Et de terminer : "Cherchez bien, et vous verrez que ce n’est pas nous qui avons retiré l’échelle sous les pieds du théâtre-école. Et on nous dit que les collectivités ne subventionnent pas les structures privées ? Et les consolations pour Upsa ?", plconsolation le conseil régional. "Et celles bénéficiant à Péchavy, ou à d’autres entreprises ? J’en ai marre des ambiguïtés sur ce sujet…"

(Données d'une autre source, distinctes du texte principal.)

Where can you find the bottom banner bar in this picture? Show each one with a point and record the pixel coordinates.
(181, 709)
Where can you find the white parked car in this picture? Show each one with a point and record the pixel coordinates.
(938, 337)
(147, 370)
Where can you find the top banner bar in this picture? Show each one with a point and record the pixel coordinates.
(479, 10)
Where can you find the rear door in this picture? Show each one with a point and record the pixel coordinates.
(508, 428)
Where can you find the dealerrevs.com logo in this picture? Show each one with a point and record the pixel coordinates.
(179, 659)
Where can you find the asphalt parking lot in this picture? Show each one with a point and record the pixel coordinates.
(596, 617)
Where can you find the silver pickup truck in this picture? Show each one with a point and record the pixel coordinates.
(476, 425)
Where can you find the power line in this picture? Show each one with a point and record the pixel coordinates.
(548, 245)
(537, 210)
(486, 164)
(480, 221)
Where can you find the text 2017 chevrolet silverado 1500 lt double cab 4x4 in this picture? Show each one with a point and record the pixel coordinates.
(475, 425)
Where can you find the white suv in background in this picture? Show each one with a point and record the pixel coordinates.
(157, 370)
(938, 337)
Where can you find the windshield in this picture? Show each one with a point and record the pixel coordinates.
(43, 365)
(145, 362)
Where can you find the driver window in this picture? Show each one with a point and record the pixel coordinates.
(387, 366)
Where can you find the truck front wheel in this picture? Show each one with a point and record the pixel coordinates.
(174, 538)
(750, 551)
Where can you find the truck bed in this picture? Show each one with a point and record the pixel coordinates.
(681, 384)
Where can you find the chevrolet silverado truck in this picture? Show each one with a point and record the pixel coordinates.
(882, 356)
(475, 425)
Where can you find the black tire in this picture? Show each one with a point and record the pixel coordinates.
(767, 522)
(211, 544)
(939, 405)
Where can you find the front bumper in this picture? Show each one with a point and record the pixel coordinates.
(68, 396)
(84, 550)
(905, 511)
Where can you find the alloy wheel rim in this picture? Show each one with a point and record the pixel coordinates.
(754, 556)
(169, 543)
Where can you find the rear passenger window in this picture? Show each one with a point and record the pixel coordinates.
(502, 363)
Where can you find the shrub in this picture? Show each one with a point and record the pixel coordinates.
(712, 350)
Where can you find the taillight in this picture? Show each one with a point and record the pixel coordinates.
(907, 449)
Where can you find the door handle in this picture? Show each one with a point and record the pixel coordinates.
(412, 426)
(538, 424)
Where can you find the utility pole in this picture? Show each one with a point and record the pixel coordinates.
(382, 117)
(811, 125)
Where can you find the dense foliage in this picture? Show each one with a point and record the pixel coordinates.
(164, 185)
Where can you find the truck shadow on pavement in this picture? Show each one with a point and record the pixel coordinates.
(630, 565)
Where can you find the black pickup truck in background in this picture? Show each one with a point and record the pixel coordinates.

Justement. Ajoutons cette précision qu’apporte Olivier Dumas, directeur de l’école Pierre-Debauche : "Vous écrivez que nous ne délivrons plus la licence bac + 3 ; cela n’est pas exact. Nous ne délivrons plus le diplôme national supérieur professionnel de comédien. Ce point est d’importance, car la Région commet la même erreur pour nous supprimer son consolation et prétendre que nous ne délivrons qu’un diplôme d’établissement… mais nous délivrons toujours une licence bac + 3 et faisons bien partie du socle de l’enseignement supérieur."

Arguments, contre-arguments, souvent la main sur le cœur. Bien. Mais à quand la sortie du tunnel ?

LAISSER UN COMMENTAIRE

S'il vous plaît entrez votre commentaire!
S'il vous plaît entrez votre nom ici

Dernières nouvelles

Au Royaume-Uni, la vogue des “écoles en forêt”

Après des mois d’enseignement à domicile, les jeunes Britanniques qui sont restés trop longtemps rivés à leurs écrans sont friands...

il y a 65 ans, « manif explosive » à Bordeaux pour la Hongrie envahie par les chars russes

Ce 6 novembre 1956, l’actualité, c’est la situation en Hongrie. L’insurrection pacifiste contre le joug communiste a débuté le 23 octobre...

en octobre, Anne Hidalgo parviendra-t-elle à relancer sa campagne ?

À la peine dans les intentions de vote, la maire de Paris entend véritablement lancer sa campagne présidentielle en...

Hubert-Félix Thiéfaine « unplugged » : électrisant !

Quarante ans après son dernier passage dans notre ville, Hubert-Félix Thiéfaine a remporté simple franc succès samedi soir au box des Expos avec son concert « simpleplugged ».